Wednesday, June 11, 2008

Erlang R12B-3 Released

There's a new release of Erlang/OTP out today, which you can download from the usual location. I've also imported it into the erlang-otp repository at GitHub.

According to the readme, this release contains an "experimental" regular expression module called re. The module wraps a lower-level PCRE library and is "many times faster than the pure Erlang implementation". It also looks like it works equally well with both binary- and list-based strings. So I guess the race is one to see who can get their WideFinder implementation up and running first...

Sunday, June 8, 2008

Updated Erlang/OTP Repository at GitHub

I ended up deleting and recreating the erlang-otp repository at github today, in case anyone's having problems accessing it. My original import script had a bug that prevented files from being deleted correctly between versions, which meant the files in the repository didn't exactly match the files in the source tarballs. It should be fixed now, but you were using the old repo you'll probably need to do a clean git clone to get things working again.

Sunday, June 1, 2008

Message Ordering in Erlang

I've noticed that when people first learn Erlang (myself included), they tend to assume that messages sent between processes must be handled in the same order they're received. Turns out this isn't the case - you can pluck a message out from anywhere in a process's inbox, assuming you know a pattern that uniquely matches it. This is called a "selective receive".

For example, let's say we fire off a couple of messages to a process registered as myserver:

myserver ! {name, "World"},
myserver ! {greeting, "Hello"}
Even though the we're sending the greeting message after the name message, it's possible for the receiver to process the greeting first, by matching on the greeting atom in the first position of the tuple:
Greeting = receive {greeting,G} -> G end,
Name = receive {name,N} -> N end
Here the first line removes the second message (the greeting) from the inbox, and the second line removes the first message (the name).

This may not seem like a big deal, but there are a lot of cases where this behavior comes in extremely handy. Below are couple of examples: synchronous messaging, and parallel processing of lists:

Synchronous Messaging

Layering synchronous messaging (i.e. your basic remote request/response) on top of the asynchronous stuff built into Erlang seems like it should be easy - you just send a message to another process, and wait until you get a message back. And a lot of the time that's all there is to it.

However, it's possible that your client process has lots of messages coming in from different places, in which case there's no guarantee that the first message you receive after sending a request will be the actual response to your request. You'll have to do a selective receive to filter out the irrelevant messages.

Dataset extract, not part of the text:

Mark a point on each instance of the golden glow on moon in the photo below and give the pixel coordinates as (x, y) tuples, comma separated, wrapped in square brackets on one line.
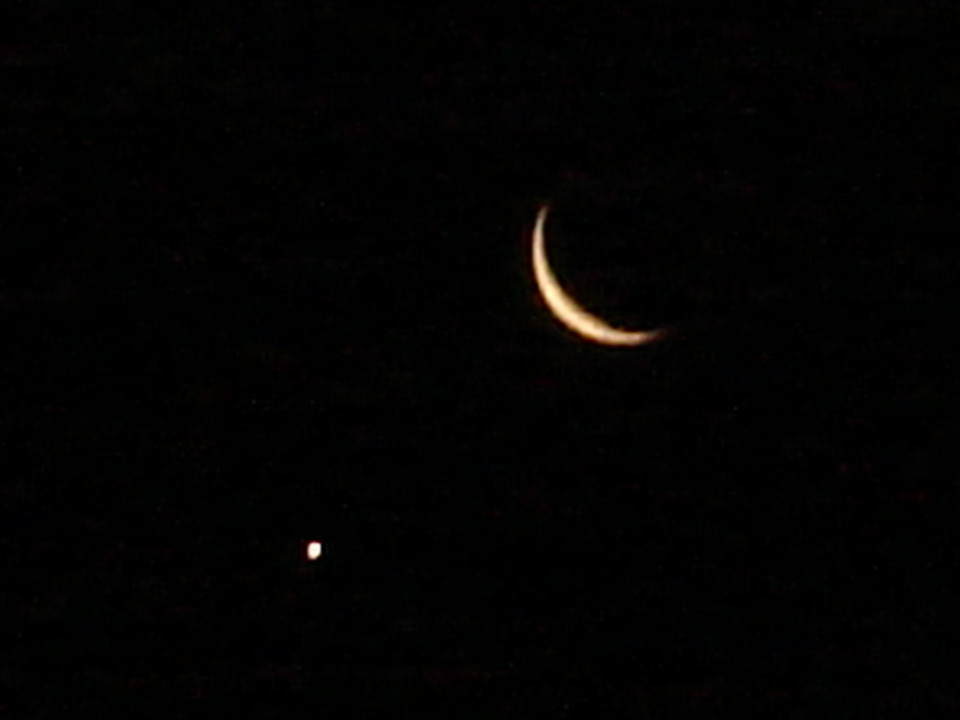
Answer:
[(566, 309)]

An easy way to do this is to include a unique token with each request, and have the server include it in its response. That way the client can just pattern match on the token.

For example, say we have a time server that sends the current time back to any process that requests it (plus the token):
time_server() ->
receive
{get_time, Pid, Token} ->
Pid ! {time, time(), Token}
end,
time_server().
We can then get the time from the server using the following two functions. The first is responsible for sending the get_time message to the time server. It uses make_ref the generate the token:
request_time(TimeServer) -> 
Token = make_ref(),
TimeServer ! {get_time, self(), Token},
Token.
The second is responsible for taking that token and using it to selectively retrieve the response from the inbox:
receive_time(Token) ->
receive {time, Time, Token} -> Time end.
That's pretty much it. We just need to put the two together:
get_time(TimeServer) ->
Token = request_time(TimeServer),
receive_time(Token).
We now have a function that will send a request to another process and block until it receives a response, without affecting any of the other messages in the inbox.

Parallel Processing Of Lists

Now let's say we want to make calls to a bunch of different servers. And we'd like those servers to execute the calls in parallel because, well, that's just how we do things in Erlang.

So continuing our previous example, assume we have a list of time_server processes. We want to send our get_time message to all of them, and we want to block until we receive all of the responses. We'd also like the responses to be returned as a list whose order corresponds with the original list, so that we know which time value goes with which time_server. (We can't just use the order the responses are received, since that's basically random.)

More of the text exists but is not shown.